More on Benedict, Abuse
Tim Rutton at the LA Times chimes in, noting that Benedict’s tough talk to the Irish bishops, if applied closer to home, well….
A couple points:
1. The core of the really corrosive moral problem is the cover-up by bishops and, perhaps, the Vatican. Positions that offer access to vulnerable people will draw those who want to victimize them. Simple as that. The question is what you do with them. When the scandal broke in MA, someone from another, much smaller, denomination (I’m sorry I forget which,) was asked “Do you have pedophiles among your ministers?” The response was “Yes, two–they’re in jail.” Only now, with the resignation of one Irish bishop, are we beginning to see anything like real accountability. (Or will that Irish bishop also get a comfy sinecure in Rome like Cardinal Law did?
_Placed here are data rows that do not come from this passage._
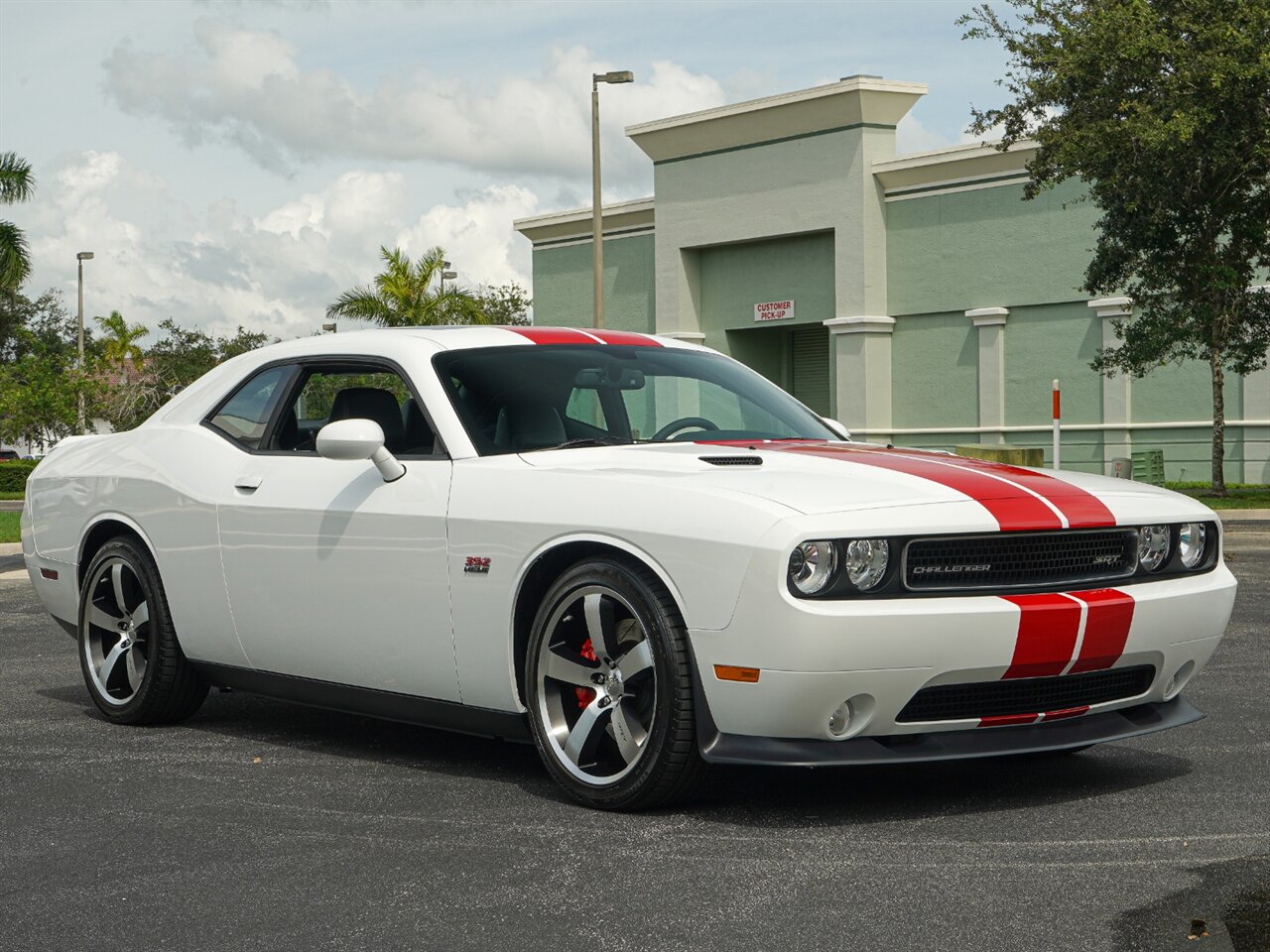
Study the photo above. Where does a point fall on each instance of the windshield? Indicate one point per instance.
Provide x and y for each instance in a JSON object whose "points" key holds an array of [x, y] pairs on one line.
{"points": [[517, 399]]}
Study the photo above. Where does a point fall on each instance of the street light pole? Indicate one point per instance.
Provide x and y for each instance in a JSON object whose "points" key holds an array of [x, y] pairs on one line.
{"points": [[81, 257], [595, 214]]}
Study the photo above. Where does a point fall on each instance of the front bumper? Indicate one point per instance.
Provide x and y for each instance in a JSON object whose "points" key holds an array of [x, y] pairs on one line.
{"points": [[878, 654], [949, 746]]}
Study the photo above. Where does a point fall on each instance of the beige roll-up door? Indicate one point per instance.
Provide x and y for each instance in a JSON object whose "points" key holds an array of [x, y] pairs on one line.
{"points": [[811, 348]]}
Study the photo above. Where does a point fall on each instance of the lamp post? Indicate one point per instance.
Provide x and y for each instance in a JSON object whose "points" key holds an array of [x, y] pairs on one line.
{"points": [[81, 257], [445, 276], [595, 225]]}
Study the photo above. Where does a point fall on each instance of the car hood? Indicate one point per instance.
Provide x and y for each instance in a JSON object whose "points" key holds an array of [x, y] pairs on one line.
{"points": [[815, 477]]}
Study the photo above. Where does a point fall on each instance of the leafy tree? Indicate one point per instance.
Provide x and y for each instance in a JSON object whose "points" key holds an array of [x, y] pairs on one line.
{"points": [[182, 356], [40, 399], [118, 343], [178, 359], [17, 184], [408, 294], [503, 303], [1162, 109]]}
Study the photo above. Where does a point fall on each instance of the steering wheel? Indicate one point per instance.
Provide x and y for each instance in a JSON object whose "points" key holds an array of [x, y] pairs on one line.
{"points": [[683, 424]]}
Remember, most or all of Cardinal Law’s enforcers were promoted to their own dioceses.)
2. Andrew Sullivan draws an indirect connection to celibacy as a part of the problem, arguing from a psychological stance. But this is a matter of the priestly culture, afflicting the group, not just the individual.
But these indicate the need for a systemic approach to a systemic problem. I think it would involve real reform of the power structure, maiking it less unidirectionally top-down.
I think it would involve re-thinking our theology of ordination from one of ontological change, construed as elevation of the priest above the status of mere mortals, to one of functionality, wherein a priest is a person who does what a priest does, not a special, more Christ-like person.
What else would need to change?
I’m not talking procedural change here, (things like better screening of seminarians, windows in doors where priests are alone with people,) but structural, institutional change. People are calling for accountability, and structural change seems to be the key. So….what’s needed?